Sandro Botticelli, Saint Augustine, Ognissanti's Church, Firenze

Felipe Fortuna


 


Eu leio e você canta

(Jornal do Brasil, Idéias, sábado, 16.08.2008)

 

 

                               Um modo objetivo de estabelecer a diferença entre “letra de música” e “poema” leva a reconhecer que “poema” é toda composição, quase sempre em versos, que não gera direitos autorais. Imagine-se Caetano Veloso unicamente como autor de Letra Só (2003): decerto auferiria os ganhos irrisórios, praticamente indignos, do excelente poeta Affonso Ávila, que, aos 80 anos, acaba de reunir sua obra poética em Homem ao Termo. Por não ser músico, tampouco seria possível que o poeta mineiro visse a sua obra bipartida num songbook, ao contrário do que aconteceu com o compositor baiano, que teve algumas de suas composições transcritas, em dois volumes, por Almir Chediak. No prefácio a Letra Só, Eucanaã Ferraz comenta o “ato de desarticulação/arranjo” que justifica a aparição da “letra de música” num livro sem partituras: “nesta condição de letra só, contrariando sua natureza de letra em melodia, a palavra passa a viver artificialmente a condição de escrita.” Trata-se de uma advertência que tenta precaver o leitor para muitos versos afinal inaceitáveis ao gosto de quem costuma ler poemas. Em “Tempo de Estio”, por exemplo, Caetano escreve:

Quero comer

Quero mamar

Quero preguiça

Quero querer

Quero sonhar

Felicidade

 

É o amor

É o calor

A cor da vida

É o verão

Meu coração

É a cidade.

            Obviamente, a linha que vai da existência de direitos autorais à existência de melodia passa pelos territórios do mercado e da música: encontram-se nessa travessia praticamente todos os fenômenos que dizem respeito à canção, distinguindo-a do poema literário. Para tanto, ninguém precisa exibir a desordem conceitual da professora Heloísa Buarque de Hollanda quando, no prefácio à antologia Esses Poetas (1998), afirmou que “em caráter irrevogável, a distinção entre a poesia escrita, a cantada e a visual não se sustenta mais como defensável.” Revogue-se a autoritária declaração por meio do depoimento de dois poetas e letristas, Antonio Cicero e Arnaldo Antunes. Em artigo para a Folha de S. Paulo (16.06.2007), o poeta de Guardar (1996) escreveu que “o poema se realiza quando é lido: e ele pode ser lido em voz baixa, interna, aural. (...) a letra se realiza na canção, mas a canção só se realiza plenamente quando interpretada, isto é, quando cantada e escutada.” A conclusão não poderia ser outra: “um poema é um objeto autotélico, isto é, ele tem o seu fim em si próprio. (...) Já uma letra de canção é heterotélica, isto é, ela não tem o seu fim em si própria.” Por sua vez, o ex-líder dos Titãs, em entrevista à revista Cult, reconhece que “letra de música é indissociável da melodia. Canção é canção”, mas lamenta a persistência de uma desvalorização desta em relação ao poema escrito.
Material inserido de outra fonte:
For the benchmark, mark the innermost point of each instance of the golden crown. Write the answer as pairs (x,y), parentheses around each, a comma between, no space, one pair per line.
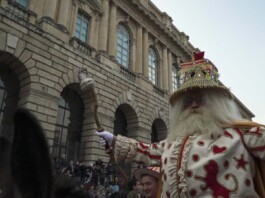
(199,73)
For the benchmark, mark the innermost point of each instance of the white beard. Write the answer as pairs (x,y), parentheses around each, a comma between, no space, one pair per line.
(195,121)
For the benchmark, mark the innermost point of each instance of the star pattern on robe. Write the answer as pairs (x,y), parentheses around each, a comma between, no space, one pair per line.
(241,163)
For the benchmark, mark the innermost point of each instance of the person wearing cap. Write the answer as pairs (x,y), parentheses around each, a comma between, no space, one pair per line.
(148,178)
(135,188)
(210,150)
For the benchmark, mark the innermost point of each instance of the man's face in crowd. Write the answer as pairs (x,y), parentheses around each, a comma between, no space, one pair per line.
(150,186)
(139,187)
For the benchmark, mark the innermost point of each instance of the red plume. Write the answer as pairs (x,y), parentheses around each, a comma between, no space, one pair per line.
(198,55)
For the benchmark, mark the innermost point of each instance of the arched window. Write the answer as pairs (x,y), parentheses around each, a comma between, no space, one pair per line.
(68,128)
(153,66)
(174,77)
(123,46)
(82,27)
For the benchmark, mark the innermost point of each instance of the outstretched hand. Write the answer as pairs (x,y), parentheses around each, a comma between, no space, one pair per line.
(105,137)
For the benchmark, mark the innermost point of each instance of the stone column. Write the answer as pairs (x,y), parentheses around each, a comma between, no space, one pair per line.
(63,14)
(165,69)
(139,50)
(104,26)
(50,8)
(112,41)
(145,52)
(169,56)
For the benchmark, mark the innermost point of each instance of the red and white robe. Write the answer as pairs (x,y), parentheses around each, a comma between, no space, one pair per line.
(200,165)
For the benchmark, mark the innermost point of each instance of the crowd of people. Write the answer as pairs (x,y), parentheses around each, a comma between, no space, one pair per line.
(99,179)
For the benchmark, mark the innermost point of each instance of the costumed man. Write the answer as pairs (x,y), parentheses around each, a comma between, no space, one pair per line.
(210,150)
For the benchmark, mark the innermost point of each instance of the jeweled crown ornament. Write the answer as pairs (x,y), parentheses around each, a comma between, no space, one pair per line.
(199,73)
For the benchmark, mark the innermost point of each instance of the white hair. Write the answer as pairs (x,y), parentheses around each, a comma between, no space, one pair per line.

            Ora, o mercado indica que a desvalorização ocorre, justamente, na edição e distribuição do poema e, ainda mais radicalmente, na divulgação e no consumo do poema. Quanto ao status superior do poema em relação à canção, somente ocorre pela insistência, muito peculiarmente brasileira, em aproximar códigos diferentes. Em países de vasta e consolidada tradição literária, é impossível que o cancioneiro seja incluído no cânone dos poemas: não se imprimem as letras de Paul McCartney ao lado dos poemas de Philip Larkin – ainda que o poeta tenha escrito

As relações sexuais começaram

em mil novecentos e sessenta e três

(o que chegou tarde para mim) –

entre o fim da censura a Chatterley

e o primeiro LP dos Beatles.

            Parte da confusão existente quando se pretende distinguir “letra de música” e “poema” ocorre, ironicamente, pela imprecisão do termo “poesia”. Até mesmo os nossos dois dicionários básicos, o Aurélio e o Houaiss, definem “poesia” como “composição poética de pequena extensão”. O adjetivo “poética” é redundante em ambos os casos, uma vez que se vê definido como “que tem ou encerra poesia”. Nesse sentido, os 96 versos de “A Máquina do Mundo”, por sua extensão, não seriam “poesia”, ainda que o poema de Carlos Drummond de Andrade constitua um ponto alto da meditação filosófica em literatura, na tradição camoniana. Lamentavelmente, muitos se põem a perguntar, por equívoco, se “letra de música” é “poesia” (por que não seria?), quando pretendem, de fato, questionar a distinção entre “letra de música” e “poema”. Uma ironia suplementar diz respeito à “letra de música”: o fato de que esta é sempre uma composição de pequena extensão (a ocupar, quando impressa em livro, apenas uma página) e, portanto, confundindo-a uma vez mais com a definição tradicional de “poesia”.

            A oralidade intrínseca à “letra de música” produz, algumas vezes, não apenas versos memorizáveis, mas equívocos que dificilmente se encontram no “poema”. Almir Chediak explica que “quando todos pensam que o final da letra de “Trio Elétrico” [de Caetano Veloso] é ‘o trio elétrico o sol rompeu no meio di, no meio-dia’ ou ‘o trio elétrico só rompeu’ (...), na realidade ele termina por ‘o trio eletro-sol rompeu no meio di, no meio-dia’. Ouvindo o disco fica quase impossível entender a maneira correta (...).” Quem de fato produz ou produziu tanto a “letra de música” quanto o “poema” – a exemplo de Vinicius de Moraes, Waly Salomão e dos citados Arnaldo Antunes e Antonio Cicero – sabe que a distinção entre os termos não é nem acadêmica, nem inoportuna, nem desnecessária: representa, para surpresa dos amadores, uma estratégia para o consumo, um posicionamento intelectual, um depoimento sobre a obra.

            A insistência em considerar a “letra de música” um objeto a ser cogitado no cânone literário deveria, por outro lado, dar início à revisão imediata das antologias de poemas no Brasil: todas exibiriam, sempre que possível, as canções que se notabilizaram antes mesmo de Chiquinha Gonzaga (1847-1935) com sua “Ó Abre Alas”. Caso contrário, essas antologias precisariam justificar por que a sofisticação das canções e sua aspiração a serem poemas literários coincidem com o período a partir da Bossa Nova, quando a modernidade da música popular brasileira se projetou no país marcado pelos arcaísmos, pela escassa educação e pelos baixíssimos índices de leitura.